Surrey has a celebrated culture of risk-taking and innovation in terms of building possibilities from the ground up. This is different from Vancouver, which has an already established culture. Surrey offers an open environment for fostering relationships and embracing entrepreneurial risks. Anita believes in opening oneself up to risks and believes this allows us to learn from setbacks and restart with new determination. It is this culture that defines Surrey’s ecosystem, shaping it into a dynamic hub that thrives on the pursuit of new opportunities. 

As Surrey is going in the direction of becoming British Columbia's largest city, Anita remains at the center of it all, advocating for economic opportunities and using Surrey's multiculturalism to drive innovation and growth. Her vision goes beyond the Board's offices, as she is envisioning Surrey as a thriving tech destination and fostering private-public partnerships to fuel economic advancement.

Pursuing Other Passions 

Beyond her role on the Board, Anita’s impact exists in many other sectors. As an honorary captain in the Royal Canadian Navy, she serves as an ambassador and advocates for the Navy's economic significance and forging connections that will benefit the community. 

As someone who delves into so many different ventures, Anita is a woman who always embraces change. That being said, flexibility is key while working in a fast-paced and unpredictable environment. As well as being able to adapt to the unexpected. 

“Fostering personal connection is the only way to create relationships and to get to know another person. So often in order to make that sale.” — Anita Huberman

Anita Huberman's journey is shaped by resilience, a commitment to truth, and a strong dedication to community. She is an inspiration to young leaders, echoing the sentiment that success is not just about climbing the ladder but about lifting others along the way.

Advice for Young Leaders

Anita Huberman advises young leaders to develop personal connections with the people in their community. She swears by direct, face-to-face communication in diverse and multicultural settings like Surrey. So, her first advice for young people is to get off their cell phones and start talking to people face to face. She stresses the importance of knowing how to be social and the art of conversation. Anita believes in the necessity of building genuine relationships by engaging in personal interactions that transcend linguistic and cultural barriers. 

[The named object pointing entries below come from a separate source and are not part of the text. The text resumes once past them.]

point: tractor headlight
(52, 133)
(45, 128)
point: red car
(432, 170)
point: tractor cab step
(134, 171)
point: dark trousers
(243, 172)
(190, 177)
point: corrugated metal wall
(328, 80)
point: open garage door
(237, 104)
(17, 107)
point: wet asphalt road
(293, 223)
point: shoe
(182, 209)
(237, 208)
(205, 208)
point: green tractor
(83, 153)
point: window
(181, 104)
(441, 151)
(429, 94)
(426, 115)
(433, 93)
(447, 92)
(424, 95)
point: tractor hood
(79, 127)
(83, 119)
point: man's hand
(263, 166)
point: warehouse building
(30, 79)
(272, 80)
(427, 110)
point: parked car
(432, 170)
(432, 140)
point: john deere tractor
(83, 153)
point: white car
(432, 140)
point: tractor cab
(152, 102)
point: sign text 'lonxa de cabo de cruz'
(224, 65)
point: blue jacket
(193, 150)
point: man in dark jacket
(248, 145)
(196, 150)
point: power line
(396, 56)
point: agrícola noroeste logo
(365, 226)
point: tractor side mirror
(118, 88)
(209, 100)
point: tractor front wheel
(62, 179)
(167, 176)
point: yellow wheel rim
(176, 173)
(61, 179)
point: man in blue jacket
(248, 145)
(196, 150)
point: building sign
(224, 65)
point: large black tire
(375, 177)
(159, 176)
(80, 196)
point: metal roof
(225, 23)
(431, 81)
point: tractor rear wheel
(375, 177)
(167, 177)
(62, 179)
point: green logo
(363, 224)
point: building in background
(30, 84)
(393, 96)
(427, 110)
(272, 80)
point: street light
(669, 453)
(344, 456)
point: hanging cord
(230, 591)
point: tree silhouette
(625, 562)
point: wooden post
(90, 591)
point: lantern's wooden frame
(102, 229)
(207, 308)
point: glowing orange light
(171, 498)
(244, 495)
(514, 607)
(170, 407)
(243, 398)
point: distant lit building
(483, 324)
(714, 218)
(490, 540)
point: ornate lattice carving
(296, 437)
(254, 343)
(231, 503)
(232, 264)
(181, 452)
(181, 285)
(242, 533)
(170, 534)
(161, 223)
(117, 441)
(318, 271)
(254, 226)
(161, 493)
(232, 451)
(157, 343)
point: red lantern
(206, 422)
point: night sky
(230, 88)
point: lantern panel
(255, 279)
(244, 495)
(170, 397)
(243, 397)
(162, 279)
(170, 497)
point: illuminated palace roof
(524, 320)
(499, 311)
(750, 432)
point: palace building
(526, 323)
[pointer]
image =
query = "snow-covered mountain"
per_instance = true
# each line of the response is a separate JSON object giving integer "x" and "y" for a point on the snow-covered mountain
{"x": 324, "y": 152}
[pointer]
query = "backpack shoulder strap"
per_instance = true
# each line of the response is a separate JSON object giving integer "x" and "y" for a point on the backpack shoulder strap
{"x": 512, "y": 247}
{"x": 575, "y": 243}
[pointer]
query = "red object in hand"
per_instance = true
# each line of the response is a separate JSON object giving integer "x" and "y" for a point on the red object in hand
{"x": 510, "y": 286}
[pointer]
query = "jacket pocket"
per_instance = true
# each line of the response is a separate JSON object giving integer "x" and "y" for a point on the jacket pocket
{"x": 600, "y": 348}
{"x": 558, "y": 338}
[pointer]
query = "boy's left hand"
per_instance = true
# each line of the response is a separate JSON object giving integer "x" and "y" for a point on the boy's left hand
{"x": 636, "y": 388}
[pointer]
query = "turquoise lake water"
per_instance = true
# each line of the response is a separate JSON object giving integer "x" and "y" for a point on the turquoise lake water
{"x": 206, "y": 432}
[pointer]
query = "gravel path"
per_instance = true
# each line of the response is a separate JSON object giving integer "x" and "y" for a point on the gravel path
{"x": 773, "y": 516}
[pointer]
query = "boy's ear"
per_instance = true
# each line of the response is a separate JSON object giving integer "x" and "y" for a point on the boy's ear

"Get rid of your phones and your screens for a while, meet new people, and talk face to face. That's the only way to make relationships, especially in multicultural communities."  — Anita Huberman

Drawing from her mother’s experiences, she encourages aspiring leaders to embody the qualities of sheer determination and an appreciation for resilience to achieve significant professional success. She believes in the power of meticulous planning as a precursor to manifestation and advocates for active participation in development boards to contribute to community growth. Young leaders should have a plan and specific goals in mind, imagine the life they want to live, and then plan the steps to get to that point. To summarize, one should focus on direct communication, strategic planning, and community engagement to become a well rounded person as well as a successful leader in the world.